É um debate de princípios e moralidade, que se desenrola entre pessoas que, na sua esmagadora maioria, já decidiram como votar. Os cidadãos que decidirão as eleições provavelmente nem sabem destas controvérsias e, se soubessem, provavelmente não se importariam.
Os investigadores do Reuters Institute relatam que, uma vez desligadas das notícias, as pessoas lutam para voltar a participar, mesmo que queiram.
Benjamim Toff, o autor de um livro sobre como evitar notíciasescreve: “É como tentar sintonizar a quarta temporada de episódios de Game of Thrones sem saber quem são essas pessoas ou que diferença isso faz. Para muitas pessoas, esse é o sentimento delas em relação às notícias.”
Tradicionalmente, a missão jornalística inclui tornar compreensível o que é importante, procurando envolver os descomprometidos. Mas embora isto ainda faça parte da retórica da profissão, a verdade é que a maioria das organizações noticiosas sérias que publicam notícias políticas não estão ao serviço dos politicamente descomprometidos.
Em vez disso, com tanta publicidade a desaparecer dos meios de comunicação social para as plataformas online, o caminho para a sustentabilidade financeira dos meios jornalísticos sérios reside em tentar fazer com que as pessoas que já lêem as notícias passem mais tempo com o meio de comunicação e convertê-las em assinantes pagantes. .

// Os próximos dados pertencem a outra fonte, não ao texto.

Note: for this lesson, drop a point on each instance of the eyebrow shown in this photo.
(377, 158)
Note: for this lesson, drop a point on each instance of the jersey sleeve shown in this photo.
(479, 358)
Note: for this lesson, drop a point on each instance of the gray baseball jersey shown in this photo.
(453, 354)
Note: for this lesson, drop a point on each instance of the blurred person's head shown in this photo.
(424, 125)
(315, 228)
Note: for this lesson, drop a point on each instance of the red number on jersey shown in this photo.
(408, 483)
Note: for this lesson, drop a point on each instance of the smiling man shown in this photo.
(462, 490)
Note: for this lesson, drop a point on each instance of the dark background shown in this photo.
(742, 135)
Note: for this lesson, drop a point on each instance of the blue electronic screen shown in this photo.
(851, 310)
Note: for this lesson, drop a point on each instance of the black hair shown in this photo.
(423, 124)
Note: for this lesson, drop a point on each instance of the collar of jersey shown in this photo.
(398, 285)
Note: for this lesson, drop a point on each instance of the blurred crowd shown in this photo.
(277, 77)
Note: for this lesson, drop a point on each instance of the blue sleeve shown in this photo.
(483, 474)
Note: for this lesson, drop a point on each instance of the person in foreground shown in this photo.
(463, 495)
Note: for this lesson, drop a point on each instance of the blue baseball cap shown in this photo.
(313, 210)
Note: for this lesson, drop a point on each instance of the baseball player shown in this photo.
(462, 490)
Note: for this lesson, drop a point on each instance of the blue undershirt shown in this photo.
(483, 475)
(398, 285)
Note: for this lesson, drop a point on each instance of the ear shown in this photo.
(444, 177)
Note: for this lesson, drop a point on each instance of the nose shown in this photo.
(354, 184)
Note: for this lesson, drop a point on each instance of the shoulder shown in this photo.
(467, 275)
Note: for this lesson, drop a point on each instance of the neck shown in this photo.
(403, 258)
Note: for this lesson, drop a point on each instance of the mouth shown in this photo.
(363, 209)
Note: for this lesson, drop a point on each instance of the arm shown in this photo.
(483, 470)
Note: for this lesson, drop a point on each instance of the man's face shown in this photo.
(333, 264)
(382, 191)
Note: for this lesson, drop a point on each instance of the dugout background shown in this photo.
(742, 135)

Isto é essencial para a sobrevivência, para a mídia séria. Mas também representa um fracasso da missão jornalística.
Tudo isto desafia as nossas ideias convencionais sobre as ligações entre democracia e jornalismo.

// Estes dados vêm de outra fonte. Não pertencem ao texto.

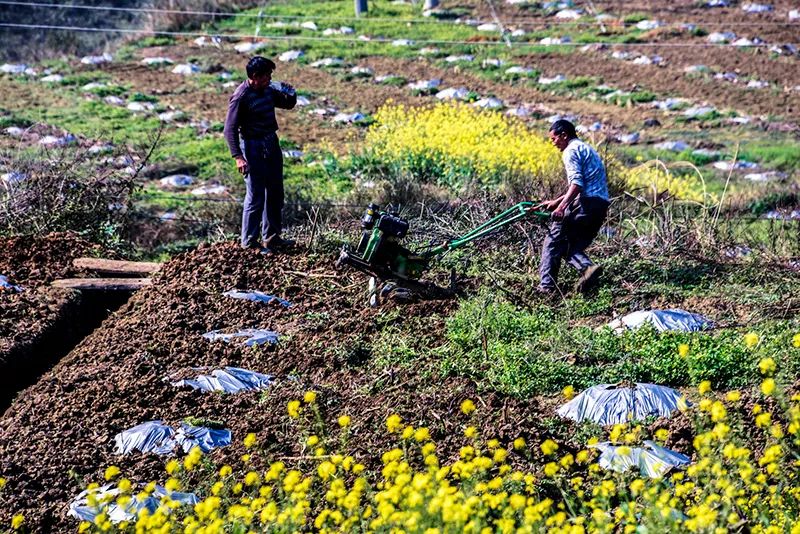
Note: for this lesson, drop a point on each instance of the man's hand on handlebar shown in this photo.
(241, 165)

É verdade que a democracia e o jornalismo cresceram juntos e que cada um fortalece o outro, mas não são tão indivisíveis como sugere a profissão jornalística. A Grécia Antiga tinha democracia (embora não para escravos), mas não tinha jornalismo. A Al Jazeera fornece jornalismo, mas tem sede no Qatar não democrático.
E, nas democracias ocidentais de hoje, temos agora um jornalismo político que corre o risco de já não ser um meio de comunicação de massa, mas sim um meio de comunicação de elite.
E ainda por cima, tocando para a massa, temos conteúdo. Todos os tipos de conteúdo, muitos deles partidários, distorcidos e, às vezes, mentiras diretas.
Nas últimas eleições nos EUA, em 2020, estávamos preocupados com a desinformação e as teorias da conspiração espalhadas pelas redes sociais, e pelo Facebook em particular.
Quatro anos depois, o consumo de notícias no Facebook está em declínio em todo o mundo, em grande parte porque o proprietário Meta o desencorajou ativamente. O TikTok está em ascensão como fonte de notícias, ultrapassando o X (antigo Twitter). O Facebook e o Twitter, apesar de todos os seus defeitos, transportaram conteúdo dos principais meios de comunicação para novos públicos.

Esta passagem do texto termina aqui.